Le texte se résume à un catalogue de propositions générales, beaucoup de déclarations d’intention, et un mot d’ordre répété, être « clairement ancré à gauche ». Il caractérise notamment « l’exigence d’un socialisme de gouvernement ». Le texte insiste : « ancrage à gauche et renouvellement sont pour nous indissociables. Il suppose aussi la fidélité à une conception exigeante de la politique : le débat argumenté plutôt que la démarche personnelle. » C’est bien dit. Mais il ne suffit pas seulement de le dire. Il faut l’exposer. Et c’est là que le problème commence pour ce document qui ne fera pas date selon nous, et qui doit pourtant selon ses rédacteurs constituer « la feuille de route des instances du Parti socialiste dans les années qui vienne [nt] ». S’il sert vraiment de socle intellectuel au PS, les socialistes ont des soucis à se faire pour leur existence entre 2008 et 2011.

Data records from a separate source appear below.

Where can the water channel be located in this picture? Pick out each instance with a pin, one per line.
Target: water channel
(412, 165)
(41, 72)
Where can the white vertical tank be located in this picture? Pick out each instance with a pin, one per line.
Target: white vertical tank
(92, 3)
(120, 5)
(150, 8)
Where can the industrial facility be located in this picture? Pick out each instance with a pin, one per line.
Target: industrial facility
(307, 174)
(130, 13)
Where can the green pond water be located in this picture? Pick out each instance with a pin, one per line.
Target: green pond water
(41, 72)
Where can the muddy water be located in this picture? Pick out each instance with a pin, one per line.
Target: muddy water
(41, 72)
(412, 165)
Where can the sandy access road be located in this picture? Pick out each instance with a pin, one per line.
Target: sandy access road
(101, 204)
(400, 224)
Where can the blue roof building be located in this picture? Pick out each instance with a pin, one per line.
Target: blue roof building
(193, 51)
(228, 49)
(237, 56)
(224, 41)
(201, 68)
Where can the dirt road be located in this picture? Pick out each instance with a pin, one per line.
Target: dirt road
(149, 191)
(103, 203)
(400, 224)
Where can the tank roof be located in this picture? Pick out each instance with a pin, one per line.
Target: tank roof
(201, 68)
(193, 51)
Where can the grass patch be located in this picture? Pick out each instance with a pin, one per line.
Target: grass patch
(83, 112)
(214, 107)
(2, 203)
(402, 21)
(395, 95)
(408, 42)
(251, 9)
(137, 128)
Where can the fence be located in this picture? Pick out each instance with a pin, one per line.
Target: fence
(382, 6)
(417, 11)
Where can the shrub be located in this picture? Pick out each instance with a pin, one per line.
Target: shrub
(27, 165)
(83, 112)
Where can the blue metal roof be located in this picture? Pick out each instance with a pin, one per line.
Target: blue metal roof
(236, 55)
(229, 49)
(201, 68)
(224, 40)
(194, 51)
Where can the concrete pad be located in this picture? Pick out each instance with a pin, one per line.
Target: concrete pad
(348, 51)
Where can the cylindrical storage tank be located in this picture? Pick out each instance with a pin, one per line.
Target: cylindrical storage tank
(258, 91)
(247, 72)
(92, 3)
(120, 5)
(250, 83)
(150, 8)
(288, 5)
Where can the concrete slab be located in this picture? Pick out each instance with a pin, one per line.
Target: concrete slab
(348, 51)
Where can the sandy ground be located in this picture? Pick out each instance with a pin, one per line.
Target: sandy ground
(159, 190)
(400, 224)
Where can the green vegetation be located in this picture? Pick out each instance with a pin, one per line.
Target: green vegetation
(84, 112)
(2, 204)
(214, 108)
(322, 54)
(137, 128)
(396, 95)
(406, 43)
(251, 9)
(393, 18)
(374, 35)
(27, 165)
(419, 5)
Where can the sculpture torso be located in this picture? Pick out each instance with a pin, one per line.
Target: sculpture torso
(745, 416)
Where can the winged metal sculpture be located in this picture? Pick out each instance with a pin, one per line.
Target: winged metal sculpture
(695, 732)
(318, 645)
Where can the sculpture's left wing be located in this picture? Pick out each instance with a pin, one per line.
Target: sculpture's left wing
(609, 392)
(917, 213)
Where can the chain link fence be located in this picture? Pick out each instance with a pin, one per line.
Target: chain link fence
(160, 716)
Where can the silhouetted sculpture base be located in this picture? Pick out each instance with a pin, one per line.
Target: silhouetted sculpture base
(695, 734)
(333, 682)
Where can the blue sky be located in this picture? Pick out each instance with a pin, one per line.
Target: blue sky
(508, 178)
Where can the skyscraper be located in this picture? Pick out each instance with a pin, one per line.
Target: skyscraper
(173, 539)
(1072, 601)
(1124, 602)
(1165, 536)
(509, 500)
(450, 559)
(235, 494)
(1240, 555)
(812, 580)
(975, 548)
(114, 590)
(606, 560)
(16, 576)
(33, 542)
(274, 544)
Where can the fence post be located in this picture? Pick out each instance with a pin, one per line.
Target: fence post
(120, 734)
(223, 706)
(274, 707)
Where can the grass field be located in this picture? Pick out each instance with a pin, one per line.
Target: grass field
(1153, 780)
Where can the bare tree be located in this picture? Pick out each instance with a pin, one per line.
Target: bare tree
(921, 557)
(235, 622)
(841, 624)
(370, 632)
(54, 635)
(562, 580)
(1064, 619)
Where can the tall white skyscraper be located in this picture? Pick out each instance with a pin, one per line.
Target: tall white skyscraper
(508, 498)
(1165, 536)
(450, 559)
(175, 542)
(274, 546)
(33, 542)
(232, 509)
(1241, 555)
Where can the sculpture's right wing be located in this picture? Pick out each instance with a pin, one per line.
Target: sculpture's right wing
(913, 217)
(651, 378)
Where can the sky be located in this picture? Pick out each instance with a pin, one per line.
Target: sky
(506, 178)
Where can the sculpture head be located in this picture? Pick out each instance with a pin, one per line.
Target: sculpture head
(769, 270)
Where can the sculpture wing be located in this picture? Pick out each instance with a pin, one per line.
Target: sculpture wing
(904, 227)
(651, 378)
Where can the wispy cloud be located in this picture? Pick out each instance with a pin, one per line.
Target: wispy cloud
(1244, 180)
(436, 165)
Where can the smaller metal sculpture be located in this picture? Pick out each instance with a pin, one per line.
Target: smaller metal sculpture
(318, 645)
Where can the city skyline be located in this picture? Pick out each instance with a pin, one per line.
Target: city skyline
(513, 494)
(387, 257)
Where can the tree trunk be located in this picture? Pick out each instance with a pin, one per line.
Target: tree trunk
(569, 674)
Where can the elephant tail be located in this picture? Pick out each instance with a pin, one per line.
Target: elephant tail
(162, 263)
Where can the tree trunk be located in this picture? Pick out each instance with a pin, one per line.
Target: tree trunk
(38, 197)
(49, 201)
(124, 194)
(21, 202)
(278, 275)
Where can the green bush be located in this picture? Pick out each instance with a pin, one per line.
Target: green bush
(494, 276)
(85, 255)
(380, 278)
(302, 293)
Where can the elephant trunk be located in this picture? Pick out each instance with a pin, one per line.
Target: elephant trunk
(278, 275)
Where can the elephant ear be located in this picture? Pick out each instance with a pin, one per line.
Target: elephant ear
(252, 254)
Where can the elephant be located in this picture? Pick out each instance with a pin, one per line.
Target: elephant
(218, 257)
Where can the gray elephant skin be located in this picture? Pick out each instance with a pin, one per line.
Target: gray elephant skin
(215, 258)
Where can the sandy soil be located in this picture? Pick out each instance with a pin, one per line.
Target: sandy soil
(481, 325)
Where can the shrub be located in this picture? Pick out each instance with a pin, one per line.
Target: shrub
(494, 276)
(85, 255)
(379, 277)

En effet, la vision de la politique qui est exprimée tout au long des quatre axes choisis (« Inventer un nouveau modèle de développement économique, social et écologique ; Donner un nouveau sens à la société : solidarité, responsabilité, libertés publiques ; Donner une nouvelle direction à l’Europe ; Faire renaître le Parti Socialiste ») est particulièrement faible. Les évidences succèdent aux silences sur bien des points essentiels. Sur la lutte globale contre la crise économique et sociale, sur la relance de l’Europe par l’identité civique et le développement, on ne peut être que d’accord avec des propositions de bon sens. A la réserve près qu’on ne sait pas très bien ce que veut dire « proposer une alternative au modèle libéral ». Ne faut-il pas au contraire envisager une doctrine politique de gouvernement du libéralisme économique ? Ce n’est pas le modèle libéral qui est une menace, mais le désordre né de sa volonté de s’affranchir de toute contrainte politique. Du reste, les propositions qui sont faites concrètement suggèrent principalement une transformation du système libéral et non son remplacement. Pourquoi alors cette concession à l’idéologie doctrinaire sinon pour satisfaire l’une des Motions, celle de Benoît Hamon ? Dans un entretien à Libération du 5 décembre, l’ancienne magistrate du pôle financier Eva Joly, désormais n°2 sur la liste écologique aux européennes de 2009 en Ile-de-France expliquait qu’elle aurait été « un peu perdue chez les socialistes pris par leurs batailles internes ». On la comprend. Dans le même registre de la diabolisation du « système libéral », le rejet de toute alliance avec le MODEM se fonde sur le fait que la formation de François Bayrou « prône aujourd’hui une politique économique et sociale qui se situe aux antipodes de nos orientations. » N’est-on pas ici dans l’excès ? N’y a-t-il pas erreur sur l’adversaire ? La question est d’autant plus sérieuse que l’analyse du contexte actuel, issu d’un an et demi de politique de Nicolas Sarkozy, est étrangement absente sauf une mention relative à « la politique brutale et honteuse de Nicolas Sarkozy et Brice Hortefeux » en matière d’immigration.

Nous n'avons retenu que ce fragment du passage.